Long-suffering: In the New Testament, God’s attitude towards mankind is that He is very patient with us. The Greek word is makrothumia [macro-thoo-mia], which means patience, endurance, constancy, steadfastness, perseverance, forbearance, long-suffering. When you are wronged – if you are walking in the fruit of long-suffering – you will not
be compelled to avenge the wrong done, but instead will be slow to anger and wrath. This fruit causes you to bear with troubles and ills in people and situations. To be long-suffering is to be forbearing, loving and forgiving.
Kindness: The Greek word for kindness is krestostes [kray-sto-tays] it means moral goodness, integrity, kindness. It has the connotation of being useful, and it goes hand-in-hand with the Greek for philanthropy, which is goodwill to fellow members of the human race. However, kindness is the disposition. It is what motivates us. The word denotes a goodness which does not irritate, does not make others uncomfortable and is a gentleness.
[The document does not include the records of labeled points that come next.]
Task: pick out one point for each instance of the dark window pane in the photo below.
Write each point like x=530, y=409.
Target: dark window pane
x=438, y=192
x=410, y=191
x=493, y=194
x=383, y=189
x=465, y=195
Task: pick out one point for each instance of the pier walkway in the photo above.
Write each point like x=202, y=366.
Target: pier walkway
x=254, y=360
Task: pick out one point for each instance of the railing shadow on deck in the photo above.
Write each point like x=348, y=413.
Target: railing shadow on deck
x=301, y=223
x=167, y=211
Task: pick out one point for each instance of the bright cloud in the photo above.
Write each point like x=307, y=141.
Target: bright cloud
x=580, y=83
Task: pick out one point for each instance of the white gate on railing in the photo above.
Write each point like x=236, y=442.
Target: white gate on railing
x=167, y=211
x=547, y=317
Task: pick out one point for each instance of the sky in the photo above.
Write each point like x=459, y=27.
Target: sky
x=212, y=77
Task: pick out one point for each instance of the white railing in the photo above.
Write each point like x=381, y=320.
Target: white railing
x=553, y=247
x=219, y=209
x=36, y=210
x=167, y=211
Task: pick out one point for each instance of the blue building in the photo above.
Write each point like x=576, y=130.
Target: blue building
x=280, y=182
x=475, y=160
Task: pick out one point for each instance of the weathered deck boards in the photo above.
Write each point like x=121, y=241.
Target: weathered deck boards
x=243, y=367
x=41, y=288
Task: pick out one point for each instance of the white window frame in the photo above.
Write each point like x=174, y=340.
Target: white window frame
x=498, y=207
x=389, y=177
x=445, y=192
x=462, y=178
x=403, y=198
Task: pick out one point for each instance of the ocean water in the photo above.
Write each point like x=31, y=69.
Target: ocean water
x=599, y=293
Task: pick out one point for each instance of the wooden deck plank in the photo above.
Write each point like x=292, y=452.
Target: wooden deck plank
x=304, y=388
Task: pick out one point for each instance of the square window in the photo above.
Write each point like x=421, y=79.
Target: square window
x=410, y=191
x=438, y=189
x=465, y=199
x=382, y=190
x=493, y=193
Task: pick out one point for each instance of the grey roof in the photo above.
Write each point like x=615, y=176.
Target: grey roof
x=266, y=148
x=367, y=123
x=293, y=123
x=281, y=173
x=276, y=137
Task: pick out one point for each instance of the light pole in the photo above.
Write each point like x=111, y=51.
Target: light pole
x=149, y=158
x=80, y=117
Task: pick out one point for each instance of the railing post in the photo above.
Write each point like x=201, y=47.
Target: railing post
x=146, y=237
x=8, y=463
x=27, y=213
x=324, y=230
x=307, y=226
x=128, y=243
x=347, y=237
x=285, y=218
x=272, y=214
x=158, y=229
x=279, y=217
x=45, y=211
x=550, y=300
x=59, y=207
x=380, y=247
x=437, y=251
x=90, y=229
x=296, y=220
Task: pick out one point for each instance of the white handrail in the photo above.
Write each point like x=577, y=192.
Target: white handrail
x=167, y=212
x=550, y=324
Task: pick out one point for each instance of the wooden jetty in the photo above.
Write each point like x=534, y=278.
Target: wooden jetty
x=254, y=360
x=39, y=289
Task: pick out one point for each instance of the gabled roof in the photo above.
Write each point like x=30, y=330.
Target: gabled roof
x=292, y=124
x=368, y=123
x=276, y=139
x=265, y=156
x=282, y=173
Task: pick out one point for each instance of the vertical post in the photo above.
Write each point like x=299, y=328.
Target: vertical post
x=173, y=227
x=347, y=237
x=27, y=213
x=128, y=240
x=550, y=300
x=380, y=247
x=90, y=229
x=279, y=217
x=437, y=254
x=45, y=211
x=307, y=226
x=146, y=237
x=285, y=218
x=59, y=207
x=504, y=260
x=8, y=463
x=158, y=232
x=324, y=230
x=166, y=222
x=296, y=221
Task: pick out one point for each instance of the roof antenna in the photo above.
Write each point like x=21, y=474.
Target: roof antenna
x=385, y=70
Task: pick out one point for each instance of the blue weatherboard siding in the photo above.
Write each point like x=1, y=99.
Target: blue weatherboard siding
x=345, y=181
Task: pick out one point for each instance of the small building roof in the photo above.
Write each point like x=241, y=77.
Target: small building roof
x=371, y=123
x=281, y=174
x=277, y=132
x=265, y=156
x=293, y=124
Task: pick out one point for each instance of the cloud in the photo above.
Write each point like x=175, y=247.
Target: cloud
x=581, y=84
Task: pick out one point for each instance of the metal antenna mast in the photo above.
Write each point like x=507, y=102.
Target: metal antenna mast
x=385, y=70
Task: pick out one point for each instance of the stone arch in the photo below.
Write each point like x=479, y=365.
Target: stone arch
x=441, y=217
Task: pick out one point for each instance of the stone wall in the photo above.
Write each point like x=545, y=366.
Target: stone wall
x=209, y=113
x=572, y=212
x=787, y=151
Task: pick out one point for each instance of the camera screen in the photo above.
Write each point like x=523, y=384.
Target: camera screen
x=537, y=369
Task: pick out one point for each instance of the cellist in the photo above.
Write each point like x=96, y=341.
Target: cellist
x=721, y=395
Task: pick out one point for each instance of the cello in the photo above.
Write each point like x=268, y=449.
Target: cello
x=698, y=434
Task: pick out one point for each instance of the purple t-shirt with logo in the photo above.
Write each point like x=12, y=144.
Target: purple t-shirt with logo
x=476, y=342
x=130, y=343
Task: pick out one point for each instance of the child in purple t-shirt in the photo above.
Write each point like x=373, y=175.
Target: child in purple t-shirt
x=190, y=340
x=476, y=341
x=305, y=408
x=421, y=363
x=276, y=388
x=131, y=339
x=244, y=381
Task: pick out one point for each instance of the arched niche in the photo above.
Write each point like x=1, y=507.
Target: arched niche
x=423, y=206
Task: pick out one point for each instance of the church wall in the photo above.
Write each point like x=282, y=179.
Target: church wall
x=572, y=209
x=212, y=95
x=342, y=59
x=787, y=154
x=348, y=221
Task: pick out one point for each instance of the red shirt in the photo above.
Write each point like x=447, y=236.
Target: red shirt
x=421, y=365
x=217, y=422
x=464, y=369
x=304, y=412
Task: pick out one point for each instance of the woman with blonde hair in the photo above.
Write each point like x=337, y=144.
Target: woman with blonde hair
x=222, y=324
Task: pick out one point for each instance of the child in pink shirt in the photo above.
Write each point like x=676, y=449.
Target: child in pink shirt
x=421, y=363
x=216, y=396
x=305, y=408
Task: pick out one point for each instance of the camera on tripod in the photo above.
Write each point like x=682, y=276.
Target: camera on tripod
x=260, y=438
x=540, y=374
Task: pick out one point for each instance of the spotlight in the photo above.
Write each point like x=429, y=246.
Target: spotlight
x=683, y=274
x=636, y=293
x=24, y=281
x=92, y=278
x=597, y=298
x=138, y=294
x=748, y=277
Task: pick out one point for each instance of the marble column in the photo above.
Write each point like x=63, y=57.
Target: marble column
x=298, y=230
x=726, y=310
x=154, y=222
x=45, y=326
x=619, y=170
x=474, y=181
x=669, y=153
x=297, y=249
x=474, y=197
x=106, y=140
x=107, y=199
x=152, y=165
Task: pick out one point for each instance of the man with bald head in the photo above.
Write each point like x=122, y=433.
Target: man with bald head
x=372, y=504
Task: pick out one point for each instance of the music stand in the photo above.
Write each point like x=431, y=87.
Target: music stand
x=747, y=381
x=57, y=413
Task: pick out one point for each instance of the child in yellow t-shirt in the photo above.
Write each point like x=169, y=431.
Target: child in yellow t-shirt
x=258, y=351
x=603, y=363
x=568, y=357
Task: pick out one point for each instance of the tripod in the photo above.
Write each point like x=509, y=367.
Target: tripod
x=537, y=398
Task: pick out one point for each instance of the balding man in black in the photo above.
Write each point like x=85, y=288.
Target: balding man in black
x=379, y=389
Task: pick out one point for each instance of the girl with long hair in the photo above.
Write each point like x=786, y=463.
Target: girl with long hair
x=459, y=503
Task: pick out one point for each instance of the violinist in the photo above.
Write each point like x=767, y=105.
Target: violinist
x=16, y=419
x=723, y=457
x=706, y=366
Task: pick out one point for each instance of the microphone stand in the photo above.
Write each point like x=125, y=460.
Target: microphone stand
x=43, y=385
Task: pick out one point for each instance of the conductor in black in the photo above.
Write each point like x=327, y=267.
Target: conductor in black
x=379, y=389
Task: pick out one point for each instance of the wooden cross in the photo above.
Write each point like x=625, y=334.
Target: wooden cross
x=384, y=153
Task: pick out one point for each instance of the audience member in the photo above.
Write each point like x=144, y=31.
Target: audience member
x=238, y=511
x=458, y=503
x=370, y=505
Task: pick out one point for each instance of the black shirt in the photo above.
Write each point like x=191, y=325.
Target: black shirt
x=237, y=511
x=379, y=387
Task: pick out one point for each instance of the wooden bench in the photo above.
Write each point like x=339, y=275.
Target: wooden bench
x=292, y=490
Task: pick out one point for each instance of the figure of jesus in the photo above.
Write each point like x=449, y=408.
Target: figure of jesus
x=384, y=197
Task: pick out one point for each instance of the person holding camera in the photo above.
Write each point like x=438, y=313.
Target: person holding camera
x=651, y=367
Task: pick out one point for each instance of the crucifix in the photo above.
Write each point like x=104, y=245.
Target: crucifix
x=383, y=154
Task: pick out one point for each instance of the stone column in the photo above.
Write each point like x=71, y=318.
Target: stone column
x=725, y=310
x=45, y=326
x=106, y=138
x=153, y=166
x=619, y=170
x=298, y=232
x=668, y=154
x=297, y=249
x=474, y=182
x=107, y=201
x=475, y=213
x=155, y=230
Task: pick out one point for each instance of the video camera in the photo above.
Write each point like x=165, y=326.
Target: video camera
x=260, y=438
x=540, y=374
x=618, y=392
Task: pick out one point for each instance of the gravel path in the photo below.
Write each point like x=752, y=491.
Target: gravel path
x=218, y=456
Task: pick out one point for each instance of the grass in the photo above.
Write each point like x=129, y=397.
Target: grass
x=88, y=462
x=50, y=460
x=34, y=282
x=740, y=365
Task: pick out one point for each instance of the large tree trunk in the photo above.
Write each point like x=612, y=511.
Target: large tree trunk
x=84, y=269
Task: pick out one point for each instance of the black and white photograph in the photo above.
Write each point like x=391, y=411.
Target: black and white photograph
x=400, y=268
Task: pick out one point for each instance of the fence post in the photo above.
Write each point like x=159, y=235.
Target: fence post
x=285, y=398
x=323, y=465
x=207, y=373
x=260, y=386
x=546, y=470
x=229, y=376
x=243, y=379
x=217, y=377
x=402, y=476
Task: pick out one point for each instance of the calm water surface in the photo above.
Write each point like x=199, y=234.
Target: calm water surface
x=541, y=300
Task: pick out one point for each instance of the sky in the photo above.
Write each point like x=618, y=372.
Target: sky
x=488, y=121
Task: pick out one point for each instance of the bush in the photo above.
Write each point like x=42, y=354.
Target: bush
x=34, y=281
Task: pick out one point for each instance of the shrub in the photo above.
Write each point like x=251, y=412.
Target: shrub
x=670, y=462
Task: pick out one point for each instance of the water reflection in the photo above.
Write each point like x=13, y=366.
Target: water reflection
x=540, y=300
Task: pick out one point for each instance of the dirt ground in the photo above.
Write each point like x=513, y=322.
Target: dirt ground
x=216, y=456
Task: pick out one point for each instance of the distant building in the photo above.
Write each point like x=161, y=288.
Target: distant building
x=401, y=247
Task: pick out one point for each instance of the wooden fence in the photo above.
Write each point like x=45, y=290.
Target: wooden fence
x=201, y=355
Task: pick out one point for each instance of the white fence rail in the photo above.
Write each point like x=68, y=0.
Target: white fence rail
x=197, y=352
Goodness: The Greek translation for goodness is agathosuney [a-gath-osu-nay] – uprightness in heart and life, goodness, kindness. This is God’s heart towards mankind as well. He wants to do good to you. His goodness towards you is manifest in His good actions and deeds born out of His great love for you. This goodness flows to you by His Holy Spirit. It is the ability, out of His heart of love, for us to do good to others as well.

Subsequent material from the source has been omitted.